Sara Ogilvie, policy officer for Liberty, told The Independent: “As the use of drones by both individuals and the police continues to soar, the need for thorough public debate and robust regulation of this shadowy industry becomes all the more obvious and urgent. As these figures show, the public have serious concerns about drone use – but the safeguards are flimsy and obscure.
“Drones have the potential to serve as incredibly intrusive spying tools – and their capacity for violating people’s privacy will only increase as the technology improves. Our authorities need to wake up fast to the stark implications for our privacy and safety.”
The figures also reveal a large amount of investment in drones by some UK police forces as a new way of tackling crime and helping with other investigations.

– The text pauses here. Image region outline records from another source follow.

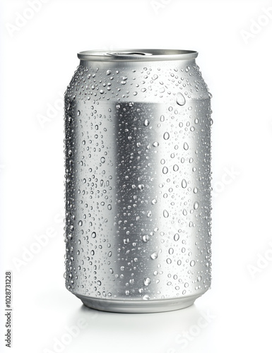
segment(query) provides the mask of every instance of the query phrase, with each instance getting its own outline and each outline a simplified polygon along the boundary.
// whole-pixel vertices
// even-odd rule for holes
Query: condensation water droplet
[[[184,145],[183,145],[183,148],[187,151],[188,149],[189,149],[189,145],[188,145],[188,143],[187,142],[184,142]]]
[[[151,253],[150,258],[152,258],[152,260],[155,260],[158,258],[158,253],[154,252]]]
[[[149,277],[146,277],[146,278],[143,279],[143,282],[145,286],[148,286],[151,283],[151,280],[149,278]]]
[[[143,125],[145,126],[148,126],[148,125],[150,124],[150,121],[148,119],[146,119],[146,120],[143,121]]]
[[[147,243],[149,239],[150,239],[149,238],[149,235],[148,235],[148,234],[143,235],[143,238],[142,239],[143,239],[143,241],[144,243]]]
[[[165,133],[163,135],[163,138],[165,140],[168,140],[169,138],[170,138],[169,133],[167,133],[167,132]]]
[[[197,209],[199,208],[199,203],[197,201],[196,201],[196,202],[194,203],[194,208],[195,210],[197,210]]]
[[[177,103],[179,104],[179,105],[184,105],[184,104],[186,103],[186,100],[185,100],[185,97],[184,96],[182,95],[182,92],[178,92],[177,93]]]
[[[187,181],[184,179],[182,179],[182,186],[183,189],[185,189],[187,186]]]

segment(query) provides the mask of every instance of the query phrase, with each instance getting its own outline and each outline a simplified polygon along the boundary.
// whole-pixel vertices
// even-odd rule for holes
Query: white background
[[[12,352],[271,352],[272,3],[50,0],[32,16],[25,0],[1,8],[0,316],[4,324],[11,270]],[[32,18],[11,30],[18,13]],[[62,96],[78,52],[133,47],[197,50],[213,95],[212,289],[162,313],[85,309],[63,277]]]

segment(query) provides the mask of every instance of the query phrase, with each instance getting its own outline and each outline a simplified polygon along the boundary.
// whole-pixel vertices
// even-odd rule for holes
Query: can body
[[[211,95],[194,54],[143,53],[79,54],[65,95],[66,285],[110,311],[211,285]]]

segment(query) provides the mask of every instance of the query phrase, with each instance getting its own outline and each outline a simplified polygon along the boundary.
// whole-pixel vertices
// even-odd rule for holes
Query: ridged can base
[[[194,303],[194,301],[202,294],[177,298],[175,299],[161,300],[112,300],[91,298],[76,294],[84,305],[88,308],[110,311],[114,313],[160,313],[172,311],[187,308]]]

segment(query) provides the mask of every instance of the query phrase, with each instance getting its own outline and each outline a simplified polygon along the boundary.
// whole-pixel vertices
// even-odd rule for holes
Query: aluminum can
[[[211,97],[196,52],[88,51],[65,94],[66,286],[167,311],[211,285]]]

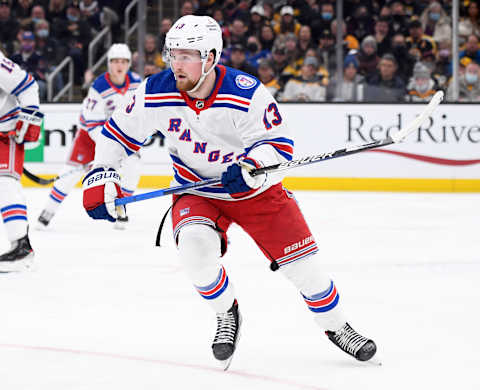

Last year alone, Sussex and Surrey Police spent £413,000 in a joint initiative, training 38 officers to fly the remote controlled aerial cameras. They now have five drones – more than any other force in the country.
The drones are being used in missing person searches, forensic collision investigations and airport security, as well as patrol teams and neighbourhood response units.
Mr Barry, who is also assistant chief constable of Sussex Police, said in a statement: “Our drone operations will be overt, open and transparent, and we will use all outlets available to us to ensure the public are informed of our drone use.”